Impact of Cerebral Radiofrequency Exposures on Oxidative Stress and Corticosterone in a Rat Model of Alzheimer's Disease.

Abstract

Alzheimer's disease (AD) is the most common type of neurodegenerative disease leading to dementia. Several studies suggested that mobile phone radiofrequency electromagnetic field (RF-EMF) exposures modified AD memory deficits in rodent models. Here we aimed to test the hypothesis that RF-EMF exposure may modify memory through corticosterone and oxidative stress in the Samaritan rat model of AD. Long-Evans male rats received intracerebroventricular infusion with ferrous sulphate, amyloid-beta 1-42 peptide, and buthionine-sufloximine (AD rats) or with vehicle (control rats). To mimic cell phone use, RF-EMF were exposed to the head for 1 month (5 days/week, in restraint). To look for hazard thresholds, high brain averaged specific absorption rates (BASAR) were tested: 1.5 W/Kg (15 min), 6 W/Kg (15 min), and 6 W/Kg (45 min). The sham group was in restraint for 45 min. Endpoints were spatial memory in the radial maze, plasmatic corticosterone, heme oxygenase-1 (HO1), and amyloid plaques. Results indicated similar corticosterone levels but impaired memory performances and increased cerebral staining of thioflavine and of HO1 in the sham AD rats compared to the controls.
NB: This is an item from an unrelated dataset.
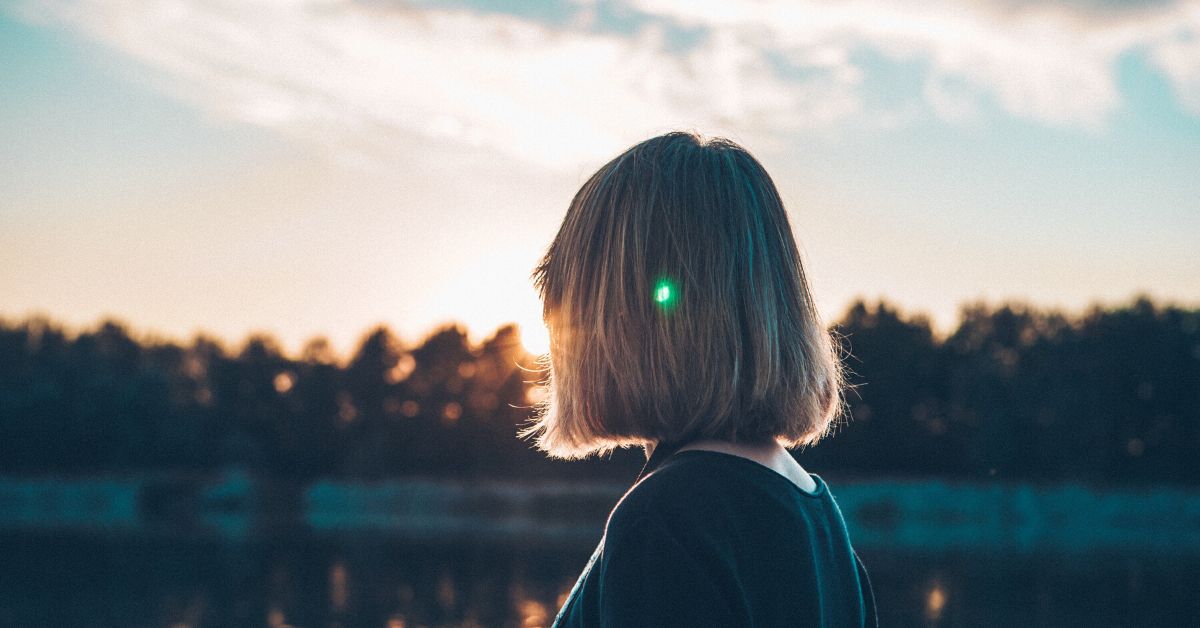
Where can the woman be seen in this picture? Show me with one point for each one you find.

A correlative increase of cortical HO1 staining was the only effect of RF-EMF in control rats. In AD rats, RF-EMF exposures induced a correlative increase of hippocampal HO1 staining and reduced corticosterone. According to our data, neither AD nor control rats showed modified memory after RF-EMF exposures. Unlike control rats, AD rats showed higher hippocampal oxidative stress and reduced corticosterone with the higher BASAR. This data suggests more fragility related to neurodegenerative disease toward RF-EMF exposures.